It might say something about my recent mental state that I’ve listened to a lot of doom recently. Might just be the time of the year. It’s cold and grey here in the UK, so it works kind of well. Depending on how you look at it. So when a one-man doom project album that is built conceptually around the relics of Northumbrian saint Cuthbert (7th century) dropped into my Inbox, I was maybe more open to the idea than I might have been had I, for example, received it in July, in the midst of a Less Than Jake binge. (Yes, it does happen before you take to the comments section.)

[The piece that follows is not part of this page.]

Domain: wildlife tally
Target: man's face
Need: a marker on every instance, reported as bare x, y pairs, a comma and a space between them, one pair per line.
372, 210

The single architect of this record is Mark Deeks PhD. A Doctor of Philosophy, having earned that title through his thesis on “National Identity in Northern and Eastern European Heavy Metal”. So predictably this is no ham-fisted approach to the subject matter. (To be fair, it would be an oddly specific subject to land on if you weren’t familiar with it.) The tone of the record is that of the early post-Roman world. Specifically, Britain. Even more specifically, Northumbria. The pace is glacial. The chord progressions melancholic, the instrumentation often traditional. Piano and monastic chanting feature heavily, but then so do almost excruciatingly well-crafted electric guitar passages. I refuse to use the word ‘solo’ in this context as it feels entirely inappropriate. But the electric guitar lead work in “Raise Then The Incorrupt Body” is nothing short of breathtaking. It largely follows the line of the piano, but the resulting combination, along with the strings and choral vocals is as hair-raising a moment as you’re likely to have in 2022. If you’re into this stuff.

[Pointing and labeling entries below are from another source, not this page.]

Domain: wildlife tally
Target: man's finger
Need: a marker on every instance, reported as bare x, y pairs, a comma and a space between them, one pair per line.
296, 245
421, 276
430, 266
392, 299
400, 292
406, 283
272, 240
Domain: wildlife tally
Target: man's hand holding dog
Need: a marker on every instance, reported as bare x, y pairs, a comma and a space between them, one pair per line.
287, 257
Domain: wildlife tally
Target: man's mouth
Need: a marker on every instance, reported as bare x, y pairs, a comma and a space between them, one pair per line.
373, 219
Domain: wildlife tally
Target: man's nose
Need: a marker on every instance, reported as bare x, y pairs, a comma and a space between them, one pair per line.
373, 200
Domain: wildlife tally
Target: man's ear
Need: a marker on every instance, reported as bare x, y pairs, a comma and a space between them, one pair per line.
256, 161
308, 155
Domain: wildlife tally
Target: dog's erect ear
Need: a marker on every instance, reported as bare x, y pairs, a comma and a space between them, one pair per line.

“Boughs Of Trees” is nearly 6 minutes of piano, cello, violin and other pieces of instrumentation that you may not have initially felt you needed, but I for one am utterly delighted that I have them. When the drums arrive at around 3 and a half minutes in, it turns the song from a gentle lament into something far more acutely affecting and barbed. Immediately after you’re treated to a stark, if more conventional vocal in the opening stages of “Banner of the Saint”, but it’s not long before the musical arrangement in its full hoves into view and you’re swept up in the colossal majesty of it. But it’s not triumphant. I need to make that as clear as I can. This isn’t atmospheric black metal, it’s a million miles away from power metal with a medieval theme. This is music that evokes the dirt under the fingernails of kings. The weight of, and the comfort brought by, all-consuming monotheism for people in a time of genuine darkness and routine violence. The majesty that comes from this record comes from those places. They may not always be pleasant places, but they are places that are powerful and important.

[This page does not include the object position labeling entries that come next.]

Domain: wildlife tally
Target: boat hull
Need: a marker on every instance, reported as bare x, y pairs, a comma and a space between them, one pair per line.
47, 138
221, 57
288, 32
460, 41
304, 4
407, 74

It would be all too easy to indulge in this sound and make it 80-odd minutes long. But despite being patient, extraordinarily filmic and taking as long as it needs at all points, the record sits at less than 45 minutes total. I do have a slight concern with some of the narrative that surrounds Winterfylleth, Deeks’ other, more well-known musical outlet, but in the interest of objectivity I am looking entirely at this record and can see no immediately obvious red flags in terms of content. All I can bring myself to hear is an expertly realised concept album/mood piece centred around a very specific and evocative period of history. If the intention was to recreate that darkness, that oppressive malevolent weight, then this record succeeds in doing so. Magnificently.